Lin Xia deleted and rewrote her feelings about Su Xin three times in her log, and ultimately deleted it all, because she wasn’t sure if intuition counted as observational evidence.
Meanwhile, beneath the calm surface of their cohabitation, Yin Qi had been doing one thing—listening.
A Meme’s consciousness was naturally connected to the world’s Information Field.
It was like reaching a hand into water—the direction of the flow, the temperature, could all be felt by the hand.
Most of the time, she actively kept this perception at a low frequency.
Listening, listening, occasionally some special signal would become slightly clearer.
She would listen for a moment, then let it blur again.
Most signals were ordinary city noise: people’s anxiety, anticipation, and lingering thoughts, all mixed together, indistinguishable, not worth listening to.
But on the twentieth day, she heard something different.
That signal was very faint, but sharp like a needle suddenly pricking her.
She had been washing dishes at the time, and she almost dropped a bowl.
She quietly filtered out that signal in her consciousness…
It was hard to describe what it was.
She only felt something stir in the depths of the Information Field.
It wasn’t a Meme’s signal, nor human thought, but a tightly hidden surge.
Like something swimming quietly far beneath the surface, deliberately suppressed.

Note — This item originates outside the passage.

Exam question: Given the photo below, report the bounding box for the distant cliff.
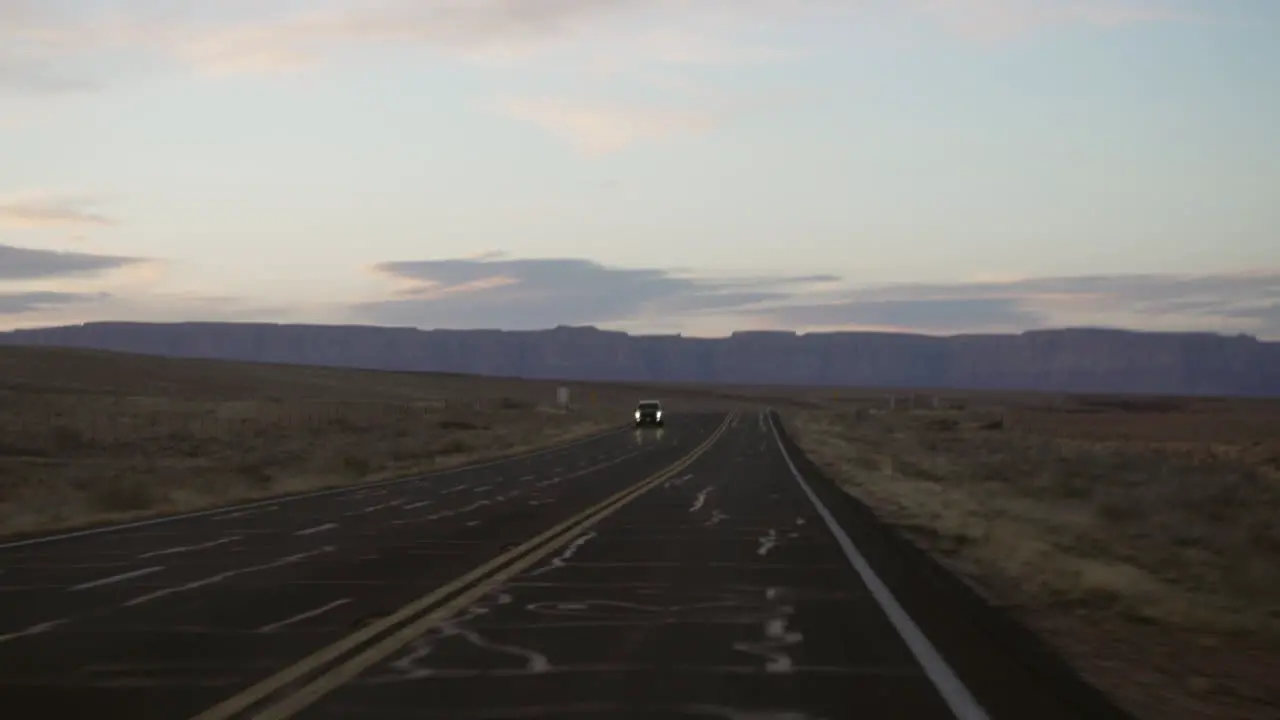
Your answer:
[0,323,1280,396]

Yin Qi put down the washed bowl, turned off the faucet, and sensed for a while longer.
Unfortunately, this time, the signal disappeared.
The Information Field returned to calm, as if nothing had happened.

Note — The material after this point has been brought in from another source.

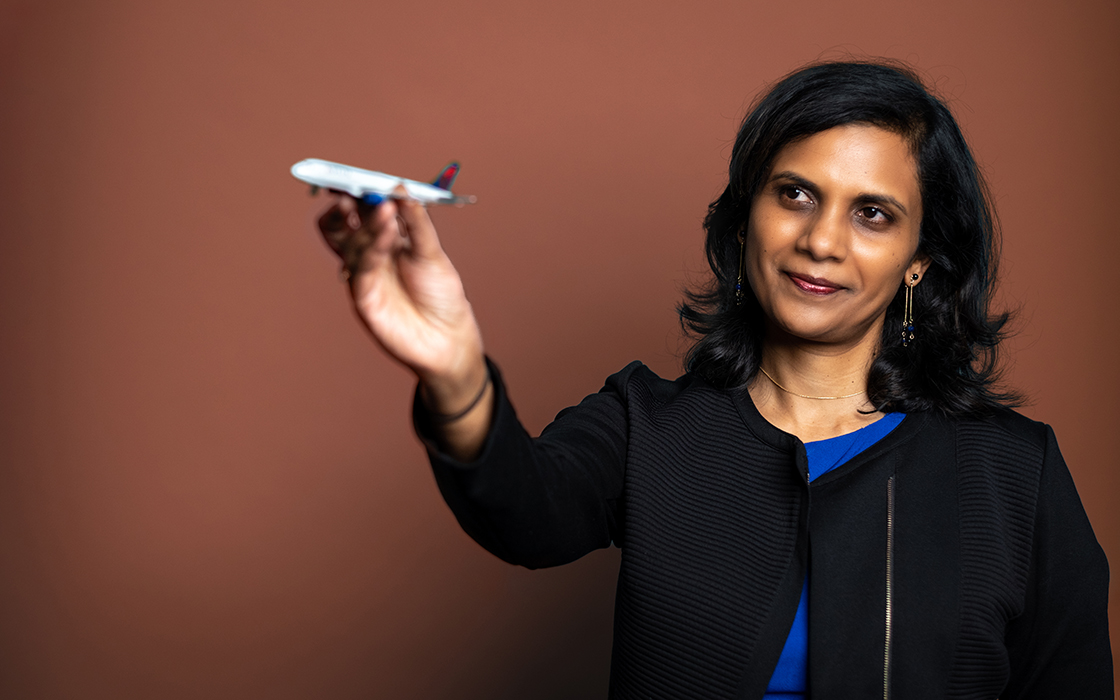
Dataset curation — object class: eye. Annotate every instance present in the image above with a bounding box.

She stood in the kitchen, silent for a moment.
Then Lin Xia leaned in from the living room and said, “Are you done washing? I kind of want some fruit.”
“I’m done,” Yin Qi said.
“There’s some in the fridge.”
Her tone and expression were perfectly normal.
She turned off the kitchen light and walked back to the living room.

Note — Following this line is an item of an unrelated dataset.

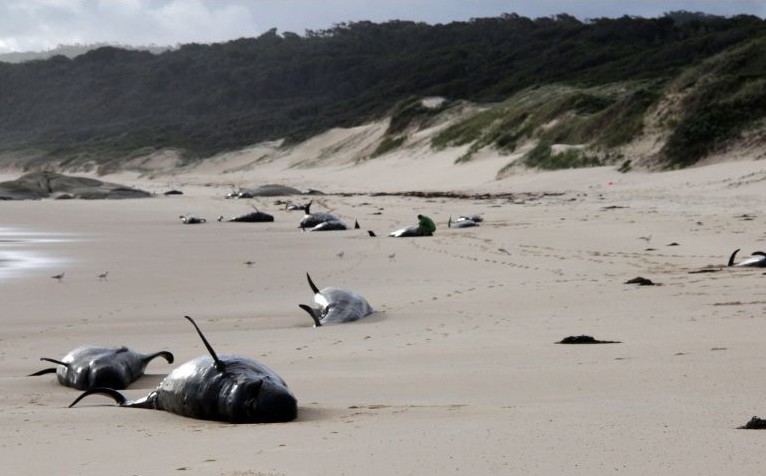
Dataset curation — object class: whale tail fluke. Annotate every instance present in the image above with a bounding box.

But she had just memorized the rough coordinates of that signal in her mind.
‘This world really is interesting.’
She sat back down on the sofa and picked up her phone to scroll.
Lin Xia took a plate of cut watermelon from the fridge and set it on the coffee table.
Sitting down beside her, she said, “Want some?”
“Thanks,” Yin Qi said, taking a piece.
“Did you finish your report today?”
“Halfway there,” Lin Xia said.
“I’ll finish after I eat, then sleep.”
“Mm,” Yin Qi said, biting into the watermelon.
“That first sentence you wrote, ‘Subject’s condition today is normal’—you can change it.”
“?”
“I’m in great condition today. Not just ‘normal.'”
Lin Xia stared at her.
“How did you… again…”
“Guessed,” Yin Qi said calmly.
“You write ‘normal’ every day.”
Lin Xia opened her mouth, then realized it was true, and closed it again.
‘Su Xin definitely knows what I’m thinking.
But if I keep pushing, she’ll just say “I guessed.”‘
‘What exactly is her ability?’
She thought for a long time and couldn’t figure it out.
She decided to go write her report.
Yin Qi leaned back on the sofa, holding the leftover watermelon rind in her hand.
Watching Lin Xia seriously sit down at the desk, open her laptop, and begin writing her routine log, she couldn’t help but laugh softly to herself.
‘Such a serious little Agent.’
She looked down at her fingers.
The ten rings sat there quietly.
Then she gently probed her consciousness into the depths of the Information Field, confirmed that the “surge” had not reappeared, and slowly pulled back.
‘Nothing. Probably just random noise.’
She told herself that.
But that feeling just now was like suddenly hearing an unfamiliar footstep in a quiet forest—even after it faded, you could be certain that “it” was still there.
She temporarily pushed the matter of that noise aside, behind the serious business of eating watermelon.
‘Whatever it is, I’ll leave it to your GMRA to handle.
Let it surface on its own first, and we’ll talk later.’
She took another piece of watermelon and bit into it.
Sweet.
Outside the window, the city was still noisy, still a patchwork of green and orange, still quietly flowing with something in some unknown depth.